Liegt es an diesem außergewöhnlich guten Miteinander, dass Yachad auch vielen in der Schwulen- und Lesben-Community fremd bleibt? Antisemitismus gebe es natürlich auch unter ihnen, erläutern die Yachad-Mitglieder. Er sei jedoch gelegentlich anders verkleidet: Da viele Homosexuelle, angefeindet eher von rechten Deutschen, zum linken Politspektrum neigten, werde die Politik der jüdischen Mehrheitsgesellschaft Israels gegenüber den unterdrückten Palästinensern kritisch beurteilt: So könne man hören, erzählt Ephraim, man habe ja nichts gegen Juden – „aber was ihr mit den Palästinensern macht!“.
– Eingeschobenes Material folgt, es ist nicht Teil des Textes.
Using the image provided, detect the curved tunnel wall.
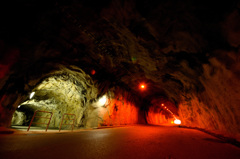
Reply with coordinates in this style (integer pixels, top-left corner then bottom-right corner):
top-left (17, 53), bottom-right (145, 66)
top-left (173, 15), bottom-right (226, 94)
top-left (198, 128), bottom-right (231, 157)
top-left (9, 65), bottom-right (139, 129)
top-left (179, 56), bottom-right (240, 135)
top-left (0, 0), bottom-right (240, 140)
top-left (146, 99), bottom-right (177, 125)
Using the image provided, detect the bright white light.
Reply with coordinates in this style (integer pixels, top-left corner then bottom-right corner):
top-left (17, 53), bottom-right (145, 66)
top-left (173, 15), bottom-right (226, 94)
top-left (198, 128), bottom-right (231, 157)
top-left (18, 105), bottom-right (21, 108)
top-left (174, 119), bottom-right (181, 125)
top-left (29, 92), bottom-right (35, 99)
top-left (98, 95), bottom-right (107, 105)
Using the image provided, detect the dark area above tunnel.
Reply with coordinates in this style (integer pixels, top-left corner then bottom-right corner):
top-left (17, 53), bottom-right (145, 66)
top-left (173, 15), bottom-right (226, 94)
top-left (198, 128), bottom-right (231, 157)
top-left (1, 0), bottom-right (240, 136)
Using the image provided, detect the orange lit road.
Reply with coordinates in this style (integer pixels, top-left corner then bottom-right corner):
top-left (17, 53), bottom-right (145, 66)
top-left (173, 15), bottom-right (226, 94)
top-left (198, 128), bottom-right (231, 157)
top-left (0, 125), bottom-right (240, 159)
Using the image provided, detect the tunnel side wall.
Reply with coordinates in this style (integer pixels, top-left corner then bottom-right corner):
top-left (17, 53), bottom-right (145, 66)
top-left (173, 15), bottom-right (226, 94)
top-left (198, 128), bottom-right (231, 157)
top-left (86, 97), bottom-right (139, 128)
top-left (178, 57), bottom-right (240, 139)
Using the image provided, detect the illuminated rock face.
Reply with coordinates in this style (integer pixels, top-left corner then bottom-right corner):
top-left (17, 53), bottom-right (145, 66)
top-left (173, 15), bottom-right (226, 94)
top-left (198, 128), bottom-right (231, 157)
top-left (11, 66), bottom-right (98, 128)
top-left (0, 0), bottom-right (240, 139)
top-left (179, 56), bottom-right (240, 136)
top-left (147, 107), bottom-right (170, 125)
top-left (10, 66), bottom-right (139, 129)
top-left (146, 99), bottom-right (177, 125)
top-left (86, 96), bottom-right (138, 128)
top-left (11, 111), bottom-right (26, 125)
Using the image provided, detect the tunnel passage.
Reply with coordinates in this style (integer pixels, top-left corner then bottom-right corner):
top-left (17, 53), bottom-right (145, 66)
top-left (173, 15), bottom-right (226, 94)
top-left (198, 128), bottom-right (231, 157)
top-left (146, 98), bottom-right (179, 125)
top-left (0, 0), bottom-right (240, 140)
top-left (12, 66), bottom-right (96, 128)
top-left (10, 65), bottom-right (139, 129)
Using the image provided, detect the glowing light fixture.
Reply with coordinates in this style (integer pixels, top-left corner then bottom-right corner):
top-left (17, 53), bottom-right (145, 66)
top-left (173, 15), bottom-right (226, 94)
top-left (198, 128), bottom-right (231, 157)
top-left (18, 105), bottom-right (21, 108)
top-left (174, 119), bottom-right (181, 125)
top-left (139, 83), bottom-right (146, 90)
top-left (99, 95), bottom-right (107, 105)
top-left (91, 69), bottom-right (96, 75)
top-left (161, 103), bottom-right (164, 106)
top-left (29, 92), bottom-right (35, 99)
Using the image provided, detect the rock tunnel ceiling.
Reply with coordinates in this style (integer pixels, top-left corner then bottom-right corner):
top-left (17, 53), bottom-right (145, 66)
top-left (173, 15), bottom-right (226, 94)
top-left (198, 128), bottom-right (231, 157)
top-left (0, 0), bottom-right (240, 136)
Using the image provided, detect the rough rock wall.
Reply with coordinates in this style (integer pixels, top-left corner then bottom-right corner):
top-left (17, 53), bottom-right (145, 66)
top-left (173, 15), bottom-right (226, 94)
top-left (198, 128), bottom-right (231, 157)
top-left (10, 65), bottom-right (139, 129)
top-left (0, 92), bottom-right (26, 127)
top-left (178, 9), bottom-right (240, 138)
top-left (147, 107), bottom-right (170, 125)
top-left (179, 56), bottom-right (240, 137)
top-left (1, 0), bottom-right (240, 138)
top-left (10, 66), bottom-right (98, 128)
top-left (146, 99), bottom-right (177, 125)
top-left (86, 95), bottom-right (139, 128)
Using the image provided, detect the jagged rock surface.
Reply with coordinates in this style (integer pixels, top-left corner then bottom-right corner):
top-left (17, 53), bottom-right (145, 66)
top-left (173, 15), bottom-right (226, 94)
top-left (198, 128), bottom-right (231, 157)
top-left (0, 0), bottom-right (240, 139)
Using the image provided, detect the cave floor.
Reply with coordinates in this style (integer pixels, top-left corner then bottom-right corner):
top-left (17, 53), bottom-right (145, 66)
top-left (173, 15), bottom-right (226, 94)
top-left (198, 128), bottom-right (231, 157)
top-left (0, 125), bottom-right (239, 159)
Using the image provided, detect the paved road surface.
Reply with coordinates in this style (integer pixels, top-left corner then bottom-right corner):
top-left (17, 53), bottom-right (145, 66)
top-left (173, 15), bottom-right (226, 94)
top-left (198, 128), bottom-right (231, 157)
top-left (0, 125), bottom-right (240, 159)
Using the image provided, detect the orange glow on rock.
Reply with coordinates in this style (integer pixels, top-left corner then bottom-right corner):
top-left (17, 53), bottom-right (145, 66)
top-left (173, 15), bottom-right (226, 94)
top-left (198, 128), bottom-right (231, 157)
top-left (147, 106), bottom-right (170, 125)
top-left (98, 97), bottom-right (139, 126)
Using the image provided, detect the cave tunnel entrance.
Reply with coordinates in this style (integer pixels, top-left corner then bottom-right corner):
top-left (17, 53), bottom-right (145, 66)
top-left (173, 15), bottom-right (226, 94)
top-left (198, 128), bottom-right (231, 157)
top-left (143, 97), bottom-right (180, 126)
top-left (9, 63), bottom-right (181, 131)
top-left (10, 65), bottom-right (146, 130)
top-left (11, 74), bottom-right (89, 129)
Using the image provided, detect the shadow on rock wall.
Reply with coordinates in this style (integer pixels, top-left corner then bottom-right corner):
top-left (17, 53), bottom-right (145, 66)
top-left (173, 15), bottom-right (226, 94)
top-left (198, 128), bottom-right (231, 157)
top-left (179, 55), bottom-right (240, 138)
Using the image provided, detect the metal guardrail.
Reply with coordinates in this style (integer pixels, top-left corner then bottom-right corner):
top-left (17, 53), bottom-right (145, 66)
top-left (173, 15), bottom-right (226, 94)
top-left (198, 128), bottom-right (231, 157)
top-left (27, 110), bottom-right (53, 132)
top-left (59, 113), bottom-right (76, 132)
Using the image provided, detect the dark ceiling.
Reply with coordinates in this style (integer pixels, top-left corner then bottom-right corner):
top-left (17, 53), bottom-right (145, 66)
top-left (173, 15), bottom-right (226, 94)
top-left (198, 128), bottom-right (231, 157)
top-left (0, 0), bottom-right (239, 112)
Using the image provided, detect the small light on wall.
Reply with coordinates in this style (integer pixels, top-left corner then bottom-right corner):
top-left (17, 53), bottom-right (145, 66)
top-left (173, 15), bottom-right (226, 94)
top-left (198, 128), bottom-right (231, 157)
top-left (139, 83), bottom-right (146, 90)
top-left (17, 105), bottom-right (21, 108)
top-left (91, 69), bottom-right (96, 75)
top-left (98, 95), bottom-right (107, 106)
top-left (29, 92), bottom-right (35, 99)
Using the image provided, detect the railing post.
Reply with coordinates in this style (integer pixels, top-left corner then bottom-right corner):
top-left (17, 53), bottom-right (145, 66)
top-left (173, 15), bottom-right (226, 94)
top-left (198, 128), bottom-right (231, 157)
top-left (46, 112), bottom-right (53, 132)
top-left (27, 111), bottom-right (37, 131)
top-left (59, 113), bottom-right (76, 132)
top-left (27, 110), bottom-right (53, 132)
top-left (59, 114), bottom-right (65, 132)
top-left (72, 115), bottom-right (76, 131)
Und was heißt das alles nun für die Liebe? Yachad als Heiratsmarkt zu nutzen, das klappe in der Regel nicht, meinen Ephraim und Léontine übereinstimmend. Er hat einen „Goi“ als Partner, wie Ephraim ironisch-abfällig sagt. Auch Léontine ist mit einer Nichtjüdin zusammen. Das ist kein Problem. „Ich bin so glücklich“, sagt sie, „da ist das nicht wichtig.“ Bei einer früheren, sehr linken Partnerin habe sie es sogar ertragen, dass die aus politischen Gründen den Genuss von „Jaffa-Orangen“ abgelehnt habe. Trotzdem waren sie drei Jahre zusammen.